折りしも秋、煉瓦塀の上の熟した柿が絵になっていました。山田文庫の主は山田昌吉。明治・大正・昭和と産業界の中心的な役割を担っています。大正末期のドイツ滞在を経て京大教授、高崎倉庫社長となり、1974年に山田文庫を創設。芙蓉の咲く庭に入りましたが残念ながら時間切れで内部は訪ねられませんでした。

山田文庫の向かい側に醤油醸造会社があります(群馬県高崎市常磐町5番地)1787(天明7)年、群馬県大間々に近江商人 初代 岡忠兵衛が「河内屋」の屋号で醤油醸造業を営んだのが始まり。1897(明治30)年、高崎市常盤町の旧中山道沿いに支店を開設したのが現在の醤油製造所です。

煙突は現在は使われていませんが映画のロケ地として使用されたこともあるそうです。珍しい醤油アイスがあるそうです。店頭にはお醤油ならぬ布袋が飾ってありますが、お醤油の贈答に使用した袋が思わぬヒット商品になっているそうです。軒の低い屋根が二重にも見えるつくりは支店を出された明治期のものでしょうか。

先に進もうと常磐町の交差点より右折方向を垣間見ましたが、徒歩では烏川の君が代橋を越えるのも大変そうで、自転車がなくなってしまったことを理由に、今日はここで終了します。さてさて、どうやって駅に帰りましょうか……。

                    

16、気を取り直して二週間後に再び。君が代橋

先回は長松寺のところで自転車が紛失しましたので、泣く泣く高崎駅に帰りました。今日は高崎の一つ先の北高崎で、駅でレンタルしている自転車を再びお借りして山田文庫のある常磐町の交差点まで行きます。今回はここから。

交差点を曲がるとすぐ左側に「1998年 美峰酒造(株)煉瓦倉庫・高崎都市景観賞」と掲げられた煉瓦塀が見えます。細い道ですので少し引いて撮影。穏やかな煉瓦色。気持ちがなごみます。奥のほうでは煙突も健在のようです。

その向かい側に袖うだつのある家。何屋さんだったのでしょうか。時計屋さん。古い家がところどころにあります。稲荷大明神のあるあたりには並榎村といい、江戸より27里目の一里塚があったそうですが現存していません。
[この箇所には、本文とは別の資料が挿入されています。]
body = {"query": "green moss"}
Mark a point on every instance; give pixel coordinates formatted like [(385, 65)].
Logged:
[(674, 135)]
旧中山道は続いていきます。突き当たりに君が代橋の親柱があります。明治11年、木橋だった頃に明治天皇が渡られた記念で命名されています。君が代橋を渡ります。左の山の上に高崎観音が見えます。右には榛名山が見えるはずですがあいにくの雲です。長〜橋です。昔の地図ではこの川の少し上流に渡し場がありその先今は民家になっているところを抜けて国道に戻っているようです。

                                   

17、萬日堂(マンニチドウ)

所在地:高崎市下豊岡町

君が代橋を渡った橋のたもとにあります。良くある話ですが、国道を通すためにこちら側に移されたとか。あちら側にあったとしても、旧中山道沿いではなかったのですね。旅人の信仰よりも、地元の信仰だったということですね。ということで調べてみたら、やはりどこの寺にも属さない物で元は住民の共同墓地だったようです。あちら側からこち側に移すのには、墓石の持ち主の追跡など大変だったようです。あちら側にあった堂宇は江戸時代の物だったそうですが、現在の物は昭和56年建築と新しいものです。

江戸時代の頃には俳人、白石鳥酔が俳句を教える庵であったとも。

室町時代末期に造られた「みかえり阿弥陀像」(高崎市重要文化財)が安置されているそうですが拝観できません。顔が左向きで下方を見ていることから、涅槃像として信仰されたそうです。後日、高崎市の資料写真を見ましたが、立像ですが本当に顔を横やや下向き加減で、珍しい形でした。みかえり阿弥陀と呼ばれるものは全国でも五体に過ぎないそうで、まして京都禅林寺にあるものは国の重要文化財になっている、とか。萬日堂というさして由緒もない堂宇の中にいらっしゃるので、市指定なのでしょうかしらね。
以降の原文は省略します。